Wait—what’s this? Mark is wearing a different type of shirt with a different color, to boot? Did the Earth change its rotational direction? At last! I have to admit, they both look like Fantastic Four cosplay characters. In other news, it is now clear that it was Diana who flew into Mark’s town and checked into that “log cabin” hotel. “Welcome to Hollywood“, indeed!
Luckily, Mark not only has a snake to help work out his feelings of doubt, he has his life-mate, Cherry. And she is not going to let him slide by. While some might call this more classic story padding, it is really plot development: Not in action but in motivation and causation. The earlier version of Mark Trail tended to keep Mark’s concerns and feelings fairly basic and easy to figure out: Aloof—check. Curious—check. Angry—check. Bemused—check. Now Mark’s feelings are more nuanced, if not sometimes stuck between shifting gears.

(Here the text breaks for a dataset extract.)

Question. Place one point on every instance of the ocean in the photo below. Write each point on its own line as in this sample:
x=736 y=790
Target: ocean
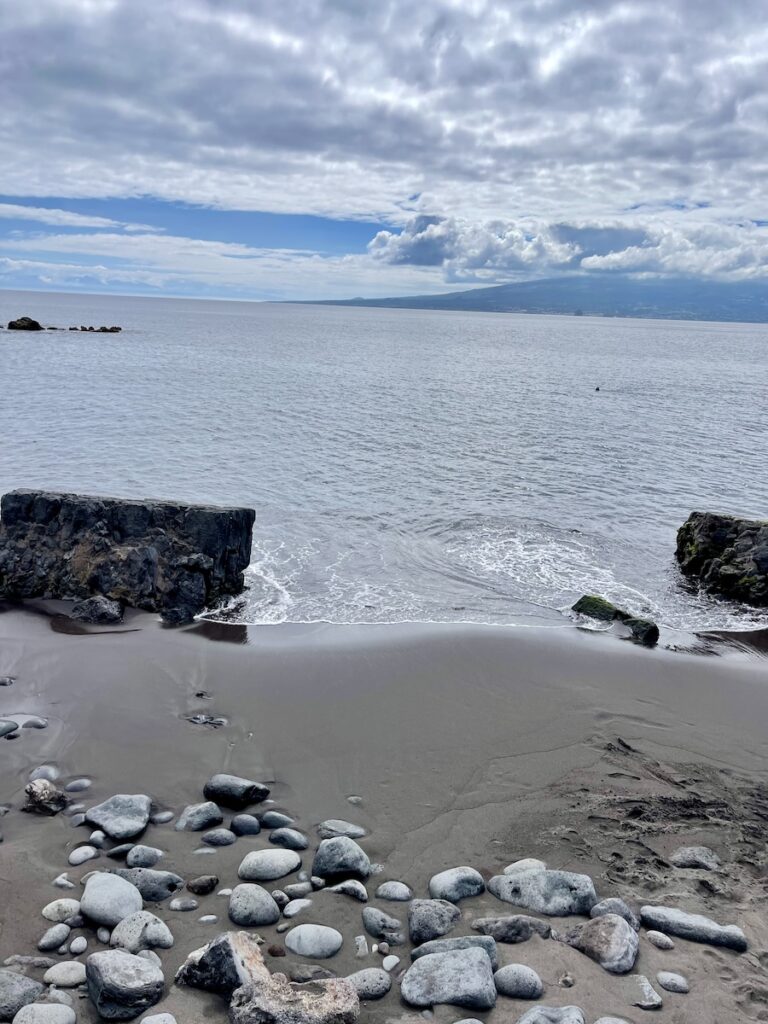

But a little bit of anguish goes a long way. As I have written before—and several others have also opined—we don’t want to see Mark become a basket case of emotions, neuroses, and self-doubts. Yes, it’s fine to make him more “realistic” and less of an idealized boy-man hero, but he is still a symbol for doing the right thing; for protecting nature against the predations of greedy humans; and for the notion that an individual can still make a difference. He has to rise above his doubts and fears and get the job done. That clearly did not happen in the California story, where Mark was more or less a passenger in a careening series of escapes and dubious activities. And we now have some of its after-effects (and some characters) infiltrating and affecting the the current assignment. As for that last part, I think it is an interesting and good story device.
As for the exploding boats riff, it’s a good rejoinder to Mark’s “time bomb” fear. If Rivera wants to inject her own jibes at some Mark Trail tropes, that’s fine. In his final year, James Allen clearly enjoyed taking swipes at his critics, the Internet, and social networking. And Stephen Pastis certainly enjoys taking potshots at his own persona.